The agreement includes a feasibility study to investigate the establishment of post-harvest facilities such as a packhouse and a juicing plant. The feasibility study will establish whether there is a need for these facilities as well as the most strategic location, size, capacity and volumes required. This is based on a request from black citrus producers in the Sarah Baartman District Municipality. The juicing facility is envisaged for the Kat River Valley in Fort Beaufort in the Eastern Cape Midlands. The absence of a juicing facility presents a lost opportunity for additional income streams for the farmers.
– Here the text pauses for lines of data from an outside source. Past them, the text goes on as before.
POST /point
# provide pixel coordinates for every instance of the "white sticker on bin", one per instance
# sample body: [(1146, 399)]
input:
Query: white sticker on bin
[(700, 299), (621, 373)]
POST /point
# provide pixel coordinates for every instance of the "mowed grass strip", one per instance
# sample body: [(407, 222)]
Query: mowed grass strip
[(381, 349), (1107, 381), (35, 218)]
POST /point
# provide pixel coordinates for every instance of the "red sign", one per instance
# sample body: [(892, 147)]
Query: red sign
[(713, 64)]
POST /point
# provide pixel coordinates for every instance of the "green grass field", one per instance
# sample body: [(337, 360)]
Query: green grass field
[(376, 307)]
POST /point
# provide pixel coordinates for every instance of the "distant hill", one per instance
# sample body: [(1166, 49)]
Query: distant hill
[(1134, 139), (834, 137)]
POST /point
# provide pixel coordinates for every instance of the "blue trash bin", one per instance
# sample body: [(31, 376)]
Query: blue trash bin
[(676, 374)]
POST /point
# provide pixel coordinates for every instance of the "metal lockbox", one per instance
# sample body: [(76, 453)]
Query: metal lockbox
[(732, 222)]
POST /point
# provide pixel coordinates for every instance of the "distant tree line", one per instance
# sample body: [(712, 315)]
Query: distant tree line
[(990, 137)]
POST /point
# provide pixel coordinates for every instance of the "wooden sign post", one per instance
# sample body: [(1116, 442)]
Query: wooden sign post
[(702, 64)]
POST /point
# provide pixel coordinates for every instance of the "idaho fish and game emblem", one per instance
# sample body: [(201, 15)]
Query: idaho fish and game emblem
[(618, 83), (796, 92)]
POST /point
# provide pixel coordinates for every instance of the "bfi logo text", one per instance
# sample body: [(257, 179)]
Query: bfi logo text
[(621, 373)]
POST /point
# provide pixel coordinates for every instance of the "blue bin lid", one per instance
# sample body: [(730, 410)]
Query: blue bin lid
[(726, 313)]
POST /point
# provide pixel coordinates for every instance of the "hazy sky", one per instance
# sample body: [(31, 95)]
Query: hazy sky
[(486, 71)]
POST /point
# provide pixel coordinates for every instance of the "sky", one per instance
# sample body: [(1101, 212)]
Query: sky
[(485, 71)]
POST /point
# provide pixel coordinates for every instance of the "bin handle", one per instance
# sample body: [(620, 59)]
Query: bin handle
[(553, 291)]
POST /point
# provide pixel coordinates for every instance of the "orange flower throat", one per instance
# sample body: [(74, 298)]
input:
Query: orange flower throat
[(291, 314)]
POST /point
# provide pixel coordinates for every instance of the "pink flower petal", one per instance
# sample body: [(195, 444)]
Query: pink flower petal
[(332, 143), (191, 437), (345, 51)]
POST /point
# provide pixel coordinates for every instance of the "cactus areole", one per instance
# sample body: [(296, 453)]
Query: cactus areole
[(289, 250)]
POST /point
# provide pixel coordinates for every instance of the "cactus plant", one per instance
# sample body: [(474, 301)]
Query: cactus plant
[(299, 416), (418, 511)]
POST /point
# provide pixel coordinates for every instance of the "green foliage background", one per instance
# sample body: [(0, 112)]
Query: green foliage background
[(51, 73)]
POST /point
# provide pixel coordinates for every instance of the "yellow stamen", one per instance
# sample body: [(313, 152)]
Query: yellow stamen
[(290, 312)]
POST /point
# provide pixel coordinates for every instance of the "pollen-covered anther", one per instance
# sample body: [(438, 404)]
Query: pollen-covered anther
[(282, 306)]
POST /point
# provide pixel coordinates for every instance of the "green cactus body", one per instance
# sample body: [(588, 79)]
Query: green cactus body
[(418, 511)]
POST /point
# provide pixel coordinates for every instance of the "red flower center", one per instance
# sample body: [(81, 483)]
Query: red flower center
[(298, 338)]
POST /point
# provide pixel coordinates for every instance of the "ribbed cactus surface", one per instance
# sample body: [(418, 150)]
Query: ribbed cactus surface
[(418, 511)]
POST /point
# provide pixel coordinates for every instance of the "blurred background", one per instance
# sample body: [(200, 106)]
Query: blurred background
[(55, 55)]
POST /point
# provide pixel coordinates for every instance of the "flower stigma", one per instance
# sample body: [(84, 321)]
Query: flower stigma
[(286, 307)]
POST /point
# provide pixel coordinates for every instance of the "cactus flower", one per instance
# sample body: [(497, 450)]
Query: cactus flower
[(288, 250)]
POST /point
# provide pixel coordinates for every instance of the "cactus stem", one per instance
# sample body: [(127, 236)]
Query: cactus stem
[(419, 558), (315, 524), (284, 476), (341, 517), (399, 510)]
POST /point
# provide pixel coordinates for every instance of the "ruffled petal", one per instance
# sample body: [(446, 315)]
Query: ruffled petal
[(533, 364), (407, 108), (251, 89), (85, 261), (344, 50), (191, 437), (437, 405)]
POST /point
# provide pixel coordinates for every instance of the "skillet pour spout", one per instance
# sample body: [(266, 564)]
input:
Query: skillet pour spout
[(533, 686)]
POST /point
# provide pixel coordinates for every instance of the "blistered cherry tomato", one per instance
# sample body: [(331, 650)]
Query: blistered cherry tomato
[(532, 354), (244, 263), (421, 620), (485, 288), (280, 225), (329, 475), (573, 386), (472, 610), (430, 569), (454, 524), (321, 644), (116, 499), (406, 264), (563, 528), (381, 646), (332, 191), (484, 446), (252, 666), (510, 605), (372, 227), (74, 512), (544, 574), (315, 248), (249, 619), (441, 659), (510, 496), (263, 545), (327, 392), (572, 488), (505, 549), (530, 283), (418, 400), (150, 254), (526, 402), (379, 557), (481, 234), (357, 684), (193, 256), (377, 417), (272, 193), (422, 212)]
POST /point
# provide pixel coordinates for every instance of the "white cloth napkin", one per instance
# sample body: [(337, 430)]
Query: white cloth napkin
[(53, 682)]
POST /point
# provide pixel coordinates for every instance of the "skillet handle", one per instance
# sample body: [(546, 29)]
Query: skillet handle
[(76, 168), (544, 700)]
General manager for the Tshwane-headquartered CGA Grower Development Company Lukhanyo Nkombisa says the agreement is part of its goals of driving the development of the citrus industry while contributing to its transformation agenda.

Nkombisa says in terms of the agreement, the capital injection will be used for compliance and feasibility studies which will go a long way in building up black citrus producers in the province. The compliance work will include assessments of farming operations, support, and certification of black citrus producers.

“The initial target is 10 black producers as a start for compliance and certification support. In our database, we have 32 black farmers in the Eastern Cape who need this type of support. Even though some are already exporting, they still need certification support because it is an annual requirement before the start of the citrus season. These certificates need to accompany their exports,” says Nkombisa.

Nkombisa says the agreement with the ECDC is central to developing black citrus farmers so that they are ready for commercialisation. The intention is to build the agreement into a five-year partnership with strict areas of focus.